Still, Afeaki's performance attracted the attention of recruiters (most notably those from Iowa State), although he was still more heavily recruited for football (Wyoming wanted him as a receiver).

But it was all for naught. For reasons that he still can't quite explain, Afeaki didn't take the SAT or ACT tests, as required for university admission. He wound up at Snow College, where he averaged 20 points and 12 rebounds and totaled 89 rebounds during his sophomore season, and this time Seton Hall, Syracuse, Florida State and BYU came calling. He was set to attend BYU until Coach Ladell Andersen resigned.

None of it mattered anyway. Most of Afeaki's class hours couldn't be transferred to a university, leaving him a whopping 56 credits short of graduation.

After three years of working and waiting, Afeaki finally reached the major college level this year, as a student (the grades are good) and a player (he could use more weight). Afeaki vows to gain weight and lift weight during the off-season, having had to deal with mostly heavier rivals. He has been knocked down on occasion, though he has never backed down (after all, he has traded elbows with the likes of Slater).

"He's just got to make basketball a high priority," says Majerus. "But he's married and has a kid and he's got school. It's tough."

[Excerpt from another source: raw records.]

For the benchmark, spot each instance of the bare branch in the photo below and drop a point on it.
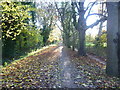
(90, 9)
(96, 23)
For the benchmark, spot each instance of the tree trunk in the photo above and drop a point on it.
(113, 27)
(81, 50)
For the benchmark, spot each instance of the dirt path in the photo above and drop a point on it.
(67, 70)
(55, 67)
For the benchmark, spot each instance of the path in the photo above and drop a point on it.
(54, 67)
(67, 70)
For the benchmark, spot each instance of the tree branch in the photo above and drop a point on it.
(96, 23)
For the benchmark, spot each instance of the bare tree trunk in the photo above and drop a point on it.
(81, 50)
(113, 27)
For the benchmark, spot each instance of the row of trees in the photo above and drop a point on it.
(73, 17)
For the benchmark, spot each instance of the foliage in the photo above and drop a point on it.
(19, 33)
(55, 36)
(102, 40)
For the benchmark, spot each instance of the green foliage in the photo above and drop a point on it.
(14, 16)
(19, 33)
(102, 40)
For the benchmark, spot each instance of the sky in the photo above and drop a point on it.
(91, 19)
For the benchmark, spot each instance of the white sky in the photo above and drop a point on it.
(93, 31)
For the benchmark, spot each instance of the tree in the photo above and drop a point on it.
(46, 17)
(81, 26)
(113, 39)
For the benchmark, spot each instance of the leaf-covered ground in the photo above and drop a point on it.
(57, 67)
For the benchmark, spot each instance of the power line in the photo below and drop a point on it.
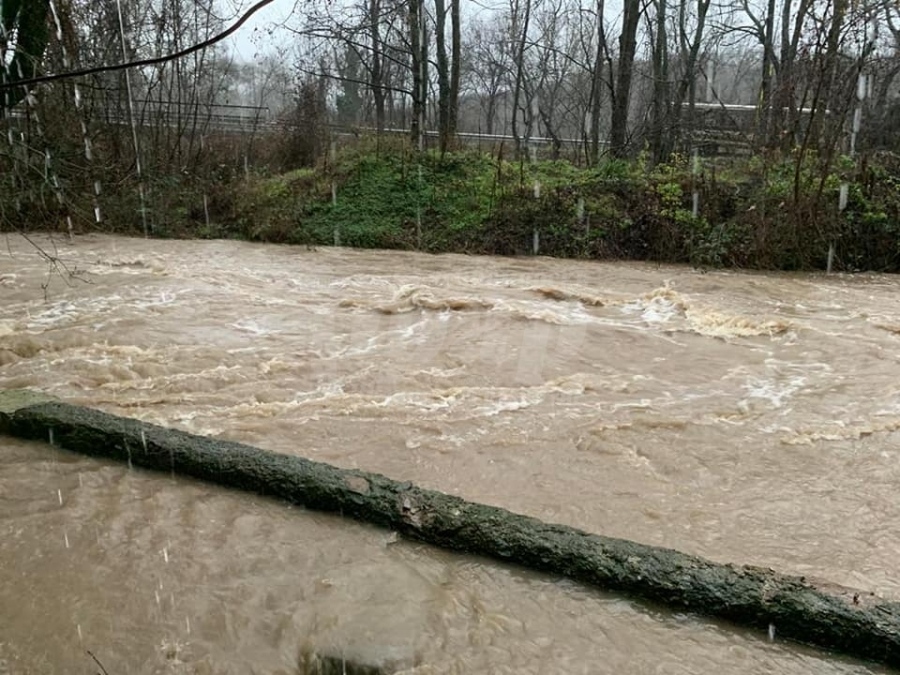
(142, 62)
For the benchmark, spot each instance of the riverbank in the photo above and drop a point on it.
(776, 213)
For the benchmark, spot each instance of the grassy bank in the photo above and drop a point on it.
(768, 213)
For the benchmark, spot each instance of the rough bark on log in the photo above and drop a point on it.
(835, 618)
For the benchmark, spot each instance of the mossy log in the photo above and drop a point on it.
(831, 617)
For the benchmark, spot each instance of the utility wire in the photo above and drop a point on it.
(142, 62)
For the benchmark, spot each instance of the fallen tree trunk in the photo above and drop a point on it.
(827, 616)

Majerus says Afeaki has a long way to go, but in many ways he already has come far. Afeaki spent the first seven years of his life in Nukualofa, Tonga, a set of islands set in the South Pacific, northeast of New Zealand. David and Finau Afeaki reared eight children - in order, Kamaeli, Akesa, Papa, Paul, Faiva, Nita, Wayne and Anna. They lived in a modern house, backed up against the Pacific, but lived an otherwise rustic life. For breakfast, the children picked mangos, bananas, papayas and tangerines as they walked to school. Paul never wore a pair of shoes until he was 7, and then only because of an event that would change his life completely.

When he was 6 years old, Afeaki slipped into a coma for two weeks. Doctors said he had a hole in his heart and that he had less than one year to live. They told him he must seek medical treatment in the U.S. Paul was 7 when he and his mother traveled to her parents' home in San Francisco. Doctors there pronounced him healthy - there was no hole in his heart and the coma was probably induced by a high fever. Because of better educational opportunities available in the U.S., Paul remained with his grandparents in San Francisco (his mother returned to Tonga five years later).

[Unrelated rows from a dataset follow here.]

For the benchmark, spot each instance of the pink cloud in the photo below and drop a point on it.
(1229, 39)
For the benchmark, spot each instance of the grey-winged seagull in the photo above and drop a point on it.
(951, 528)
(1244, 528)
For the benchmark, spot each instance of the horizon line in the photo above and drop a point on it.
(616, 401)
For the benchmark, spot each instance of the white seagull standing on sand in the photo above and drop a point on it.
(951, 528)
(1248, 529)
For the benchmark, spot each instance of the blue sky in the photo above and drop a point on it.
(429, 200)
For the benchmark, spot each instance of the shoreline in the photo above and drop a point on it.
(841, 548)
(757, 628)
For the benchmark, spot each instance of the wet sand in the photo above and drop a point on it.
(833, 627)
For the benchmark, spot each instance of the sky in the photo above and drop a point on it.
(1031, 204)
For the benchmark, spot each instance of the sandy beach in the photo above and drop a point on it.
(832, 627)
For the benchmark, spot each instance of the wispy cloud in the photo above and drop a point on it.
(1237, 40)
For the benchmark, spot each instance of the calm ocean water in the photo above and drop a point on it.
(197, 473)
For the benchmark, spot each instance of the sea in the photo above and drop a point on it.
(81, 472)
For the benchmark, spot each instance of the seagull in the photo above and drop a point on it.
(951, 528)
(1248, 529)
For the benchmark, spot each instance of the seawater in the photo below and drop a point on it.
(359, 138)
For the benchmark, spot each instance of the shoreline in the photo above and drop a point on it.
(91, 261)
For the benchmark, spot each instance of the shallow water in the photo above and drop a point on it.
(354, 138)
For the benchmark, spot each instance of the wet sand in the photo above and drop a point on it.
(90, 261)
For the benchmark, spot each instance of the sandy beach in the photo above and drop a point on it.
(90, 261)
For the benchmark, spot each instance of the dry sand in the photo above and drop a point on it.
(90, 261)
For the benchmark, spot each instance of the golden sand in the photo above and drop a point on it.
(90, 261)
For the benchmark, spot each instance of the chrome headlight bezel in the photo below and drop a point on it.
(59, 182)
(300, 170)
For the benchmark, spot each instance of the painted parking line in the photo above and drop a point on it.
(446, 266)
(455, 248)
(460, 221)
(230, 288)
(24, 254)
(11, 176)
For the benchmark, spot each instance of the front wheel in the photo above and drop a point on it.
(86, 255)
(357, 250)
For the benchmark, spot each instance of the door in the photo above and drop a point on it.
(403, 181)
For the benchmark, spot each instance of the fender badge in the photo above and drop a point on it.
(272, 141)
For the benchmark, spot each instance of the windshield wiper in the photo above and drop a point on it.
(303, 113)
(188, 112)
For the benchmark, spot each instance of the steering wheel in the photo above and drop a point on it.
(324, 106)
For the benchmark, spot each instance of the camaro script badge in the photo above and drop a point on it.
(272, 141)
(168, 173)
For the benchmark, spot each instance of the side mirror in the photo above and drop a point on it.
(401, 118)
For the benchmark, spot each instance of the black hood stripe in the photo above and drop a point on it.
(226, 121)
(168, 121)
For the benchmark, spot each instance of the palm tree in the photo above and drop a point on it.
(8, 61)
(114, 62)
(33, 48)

"It was hard," recalls Afeaki. "I had to get used to the food. The first time I ate a hamburger I threw up. And I had to learn the language. All my friends had different backgrounds. But what I missed most was having a dad. I was jealous of my friends who had a dad."

It wasn't until 1989 - 13 years after he left home - that Paul saw his father and his siblings again (and met Anna for the first time). By then Paul was starting his own family - he and his wife, Nicole, have a child, David - and preparing for a career in law enforcement.

"Mom and Dad like the slow life (of Tonga)," he says. "But they're going to come to Utah next year and stay for the basketball season."

Still, he'd rather meet them in the islands. Thinking of his home, Afeaki smiles. "I miss the air, the people, the environment," he says. "Everything about it."